Un vieil autocar, comme il n’en existe probablement qu’en Inde, ses guirlandes au-dessus des portes, ses gravures de divinités hindoues, garé aux côtés de luxueux bus touristiques. Nous sommes dans le Bihar, État indien où est né en 1966 Tabish Khair, romancier et poète, vivant actuellement au Danemark. à travers les vitres de cet autocar, il nous fait découvrir l’Inde qui au premier regard semble n’être que pauvreté et poussière, « poussière soulevée par les voitures, les rickshaws, les thellas, les vélos et les piétons ». Mais derrière cette agitation, il nous révèle un monde fabuleux fait de diversités, d’un foisonnement de cultures où les traditions les plus anciennes coexistent avec les signes d’une modernité exacerbée. Au point qu’il est difficile de s’attacher à des repères. Difficile de connaître l’heure dans un pays qui vous offre en permanence des « centaines d’horloges différentes ».
Les chapitres, tous très courts, se suivent en séquences rapides. Le paysage défile. Les pensées des passagers s’enchaînent en un flux ininterrompu de souvenirs, de perceptions. Le style est sobre, d’une grande sensualité. Aux images s’ajoutent les sons, les odeurs : clapotis du Gange couverts par des cacophonies de musiques, effluves de jasmin mêlés à des relents de pourriture. L’autocar accueille en son espace une multitude de couleurs de peau, de dialectes. Tel est un microcosme de l’Inde tout entière. Chacun songe à ses échecs, ses souffrances. Le chauffeur, Manghal Sinkh se considère comme un écrivain raté. Il se console en emmagasinant dans sa mémoire des images. Mais comme la poussière il reste à la surface. Il ne sait pas exprimer par des mots ce qu’il voit. Les passagers eux aussi ont leurs handicaps : Madame Mirchandoni, riche matrone hindoue incapable de dépasser ses préjugés de caste, Fadarah, un eunuque qui voudrait une autre vie, Rasmus un homme d’affaires mi-danois mi-hindou en quête de sa véritable identité, Chottu, un jeune garçon qui vient de commettre une grosse bêtise.

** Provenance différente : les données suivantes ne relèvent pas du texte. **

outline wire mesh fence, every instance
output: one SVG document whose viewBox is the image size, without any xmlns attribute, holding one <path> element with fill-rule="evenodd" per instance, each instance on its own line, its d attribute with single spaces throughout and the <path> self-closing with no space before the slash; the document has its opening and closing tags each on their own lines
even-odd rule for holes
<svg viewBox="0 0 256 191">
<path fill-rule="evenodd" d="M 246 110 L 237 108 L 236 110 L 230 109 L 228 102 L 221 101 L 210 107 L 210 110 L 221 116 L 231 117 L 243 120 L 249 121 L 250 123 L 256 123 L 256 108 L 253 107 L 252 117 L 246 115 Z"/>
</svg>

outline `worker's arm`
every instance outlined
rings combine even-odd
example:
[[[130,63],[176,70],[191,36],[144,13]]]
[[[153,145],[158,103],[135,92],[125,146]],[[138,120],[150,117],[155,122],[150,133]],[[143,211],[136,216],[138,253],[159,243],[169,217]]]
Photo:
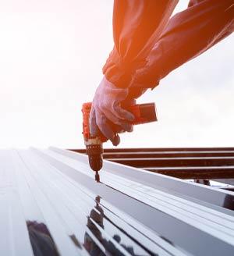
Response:
[[[133,84],[154,87],[170,72],[234,31],[234,0],[190,0],[172,17]]]
[[[128,87],[148,55],[179,0],[115,0],[114,48],[103,68],[107,80]]]
[[[103,68],[90,112],[90,133],[98,126],[114,144],[119,143],[112,124],[131,131],[133,115],[121,107],[144,91],[130,92],[128,87],[146,56],[160,36],[179,0],[115,0],[113,12],[114,48]],[[125,102],[126,103],[126,102]]]

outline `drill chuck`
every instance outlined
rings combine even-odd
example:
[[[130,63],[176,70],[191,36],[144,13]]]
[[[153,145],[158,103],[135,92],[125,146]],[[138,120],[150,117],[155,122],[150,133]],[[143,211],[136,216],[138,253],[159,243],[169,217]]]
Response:
[[[102,167],[102,144],[86,146],[86,153],[89,158],[90,166],[94,172],[98,172]]]
[[[96,172],[95,180],[99,182],[98,172],[102,168],[103,162],[103,142],[107,141],[107,138],[98,131],[98,134],[92,136],[90,133],[89,117],[91,109],[91,102],[84,103],[82,107],[83,112],[83,135],[86,146],[86,153],[88,155],[90,168]],[[157,114],[154,103],[139,104],[126,108],[127,111],[132,112],[135,119],[133,125],[151,123],[157,121]]]

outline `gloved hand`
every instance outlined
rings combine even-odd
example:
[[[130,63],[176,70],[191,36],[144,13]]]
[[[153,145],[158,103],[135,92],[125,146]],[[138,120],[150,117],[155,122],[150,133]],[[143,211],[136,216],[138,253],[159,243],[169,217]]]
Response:
[[[134,120],[134,116],[120,105],[121,103],[126,105],[130,101],[127,99],[128,94],[128,88],[116,87],[105,76],[103,77],[96,90],[90,113],[90,132],[92,136],[98,134],[99,128],[103,135],[117,146],[120,142],[118,133],[120,130],[133,130],[130,122]]]

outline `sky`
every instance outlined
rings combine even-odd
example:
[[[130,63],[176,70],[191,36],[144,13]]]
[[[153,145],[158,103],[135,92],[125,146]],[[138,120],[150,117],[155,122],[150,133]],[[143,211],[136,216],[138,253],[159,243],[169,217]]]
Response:
[[[0,0],[1,148],[83,148],[81,105],[112,48],[112,4]],[[233,43],[231,35],[143,95],[158,122],[122,134],[119,147],[233,147]]]

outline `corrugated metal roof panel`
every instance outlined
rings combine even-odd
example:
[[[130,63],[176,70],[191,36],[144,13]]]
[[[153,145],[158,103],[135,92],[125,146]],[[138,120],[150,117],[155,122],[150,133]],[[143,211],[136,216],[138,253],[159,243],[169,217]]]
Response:
[[[0,152],[1,255],[232,255],[234,193],[87,156]]]

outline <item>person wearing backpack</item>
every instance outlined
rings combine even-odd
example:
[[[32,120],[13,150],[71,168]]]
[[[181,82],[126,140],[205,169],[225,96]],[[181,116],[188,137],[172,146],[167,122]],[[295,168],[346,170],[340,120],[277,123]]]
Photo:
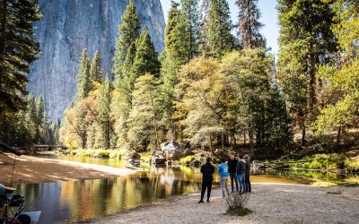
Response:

Un événement tragique va produire un arrêt, mais un arrêt presque imperceptible. « Où d’autre qu’en Inde voit-on un autocar s’arrêter pour enterrer un enfant et reprendre son voyage comme si rien ne s’était passé ? ». Et chacun de reprendre le fil de ses pensées. Même le plus effroyable drame devait nécessairement trouver sa place au milieu de toutes les autres histoires « qu’ils avaient apportées avec eux dans l’autocar et qu’ils continueraient à tisser une fois qu’ils l’auraient quitté ». Cette mort s’intègre presque naturellement à leur vie qui continue… Son impact en sera d’autant plus puissant. Tabish Khair exprime très simplement par ce tableau symbolique une forme d’apaisement, de sérénité. L’acceptation qui naît de la conscience de l’inéluctable continuité des existences. Ainsi ce commerçant qui chaque matin asperge d’eau la poussière devant sa boutique. « Apaiser la poussière était pour lui un rituel matinal, un geste qui lui permettait de lier ce jour au précédent. »

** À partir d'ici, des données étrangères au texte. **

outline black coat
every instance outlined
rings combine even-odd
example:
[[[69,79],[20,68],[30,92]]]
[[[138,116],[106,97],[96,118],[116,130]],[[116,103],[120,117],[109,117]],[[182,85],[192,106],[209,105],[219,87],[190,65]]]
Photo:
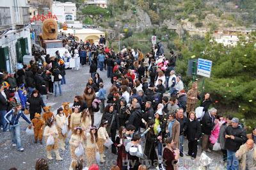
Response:
[[[113,118],[113,116],[114,115],[115,115],[115,117]],[[113,118],[113,120],[112,122],[112,125],[111,125]],[[108,126],[111,125],[110,128],[111,130],[119,129],[119,127],[120,127],[119,118],[118,118],[118,116],[117,115],[116,111],[113,111],[113,112],[104,112],[101,118],[101,120],[108,120]]]
[[[202,134],[201,126],[197,120],[193,121],[188,121],[188,128],[185,132],[185,135],[187,136],[189,141],[197,141]]]
[[[41,113],[42,108],[45,107],[43,100],[40,97],[40,95],[37,97],[30,97],[28,98],[28,102],[29,103],[29,112],[30,113]]]
[[[211,135],[211,130],[214,127],[214,118],[209,115],[209,111],[207,111],[202,119],[202,132],[206,135]]]
[[[225,130],[224,137],[225,135],[234,135],[235,137],[234,139],[232,139],[230,137],[227,138],[225,142],[225,148],[232,151],[238,150],[240,146],[247,141],[245,130],[241,126],[238,126],[237,128],[233,128],[231,125],[228,126]]]
[[[54,81],[60,81],[59,75],[61,75],[61,72],[59,69],[54,69],[52,71],[52,75],[54,77]]]
[[[183,135],[184,132],[187,130],[188,128],[188,119],[184,117],[182,119],[177,118],[176,119],[180,123],[180,135]]]
[[[97,72],[97,69],[98,69],[98,68],[97,67],[97,65],[95,63],[92,64],[90,66],[90,73],[96,73]]]
[[[134,125],[136,128],[135,131],[138,131],[141,125],[141,110],[140,109],[134,109],[131,111],[127,125]]]

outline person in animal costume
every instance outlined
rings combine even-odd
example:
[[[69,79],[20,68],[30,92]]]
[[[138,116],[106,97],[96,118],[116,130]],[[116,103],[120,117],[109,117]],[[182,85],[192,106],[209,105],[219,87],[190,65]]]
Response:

L’autocar relie les deux villes de Gaya et Phansa. Mais la structure du roman donne une autre dimension au voyage, à tout voyage. Certes, les distances demeureront toujours entre les êtres mais il arrive qu’ils compatissent aux malheurs de ceux qui leur semblent les plus dissemblables. Que plus personne ne « pointe du doigt… les sans-abris, les marginaux, les paysans sans terre, les gitans… ». Il y a des voyages riches d’enseignements et « des distances que l’on passe une vie à mesurer ». Un simple trajet sur une route indienne poussiéreuse peut contribuer à les réduire.
Yves Le Gall
Apaiser la poussiere
Tabish Khair
Traduit de l’anglais (Inde) par Blandine Longre
Éditions du Sonneur 224 pages 16 €
Domaine étranger Distances relatives
novembre 2010 | Le Matricule des Anges n°118
| par
Yves Le Gall
Imaginant le flux des pensées des passagers d’un autocar, Tabish Khair construit un récit allégorique et émouvant sur l’Inde moderne.
Un livre
Distances relatives
Par
Yves Le Gall
Le Matricule des Anges n°118
, novembre 2010.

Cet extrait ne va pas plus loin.